Uma parcela considerável da sociedade faz de conta que vive o melhor dos sonhos, porquanto apenas tenha migrado de um setor agrário empobrecido para um centro urbano industrializado. Um pé na terra e outro nas nuvens, sem a menor percepção do que seja vida digna. Ou seja, o simples fato de fugir da miséria rural para a comiseração urbana já representa um salto a comemorar.

O pesadelo desses pobres migrantes começa logo nos primeiros dias, com a discriminação a que não estavam acostumados. Discriminação por etnia, religião, profissão e classe social. Se na zona rural essas pessoas tinham uma identidade, mínima que fosse, nos centros urbanos elas não passam de números no cenário de uma urbanização criminosa, surgida pela inépcia dos governantes e agravada pela discriminação contra negros, pobres e analfabetos.

A exclusão dos trabalhadores braçais pelo setor agrário não é uma manobra empresarial, mas uma constatação do uso cada vez maior de máquinas e equipamentos de tecnologia, que substituem a mão de obra tradicional e provocam o êxodo rural. Daí a ocorrência lastimável da urbanização criminosa, que reverbera a partir do crescimento da pobreza urbana, que, por sua vez, não conta com serviços públicos essenciais e passa a ser estigmatizada pela sociedade da abundância, principalmente por ser vista como contraditória e paradoxal.

A urbanização criminosa não se trata de uma questão de culpa deste ou daquele pobre coitado que foi expulso da área rural por falta de opção, mas de culpa coletiva, de uma sociedade contemporânea consumista, que demanda grande produção industrial e gera concentração de renda, graças ao monopólio de bens econômicos e sociais. O fluxo populacional estabelecido do campo para os subúrbios dos grandes centros acaba por tornar crítica essa triste realidade.

Nem sempre a expansão das favelas se deve à evasão rural, mas passa pelas causas subjacentes da dependência estatal, deteriorando as relações de origem e contribuindo para a mutação dos indivíduos. A maioria quer morar na metrópole, disputar o asfalto, respirar o ar poluído e viver de um trabalho casual. A qualidade de vida não existe.

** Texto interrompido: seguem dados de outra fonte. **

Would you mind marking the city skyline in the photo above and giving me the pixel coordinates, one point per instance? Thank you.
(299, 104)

 A desigualdade social acaba por inflar as ocorrências policiais, diante de uma estatística estarrecedora de violência que mostra a fragilidade da urbanização criminosa e lota as grandes cidades com pessoas sem perspectivas de bom emprego, salário digno ou carteira assinada. Isso, sem mencionar a insuficiência sistemática de saúde, educação, transporte, moradia e segurança, que ficam longe do alcance da periferia, cuja condição de empobrecimento se agrava na medida em que o desenvolvimento econômico se torna seletivo e desumano.

A solução inicial é equipar as pequenas cidades, financiar a produção agrícola familiar e oferecer condições básicas de prosperidade ao homem do campo para que ele fuja dessa urbanização criminosa.

Wilson Campos (Advogado/Presidente da Comissão de Defesa da Cidadania e dos Interesses Coletivos da Sociedade, da OAB/MG).  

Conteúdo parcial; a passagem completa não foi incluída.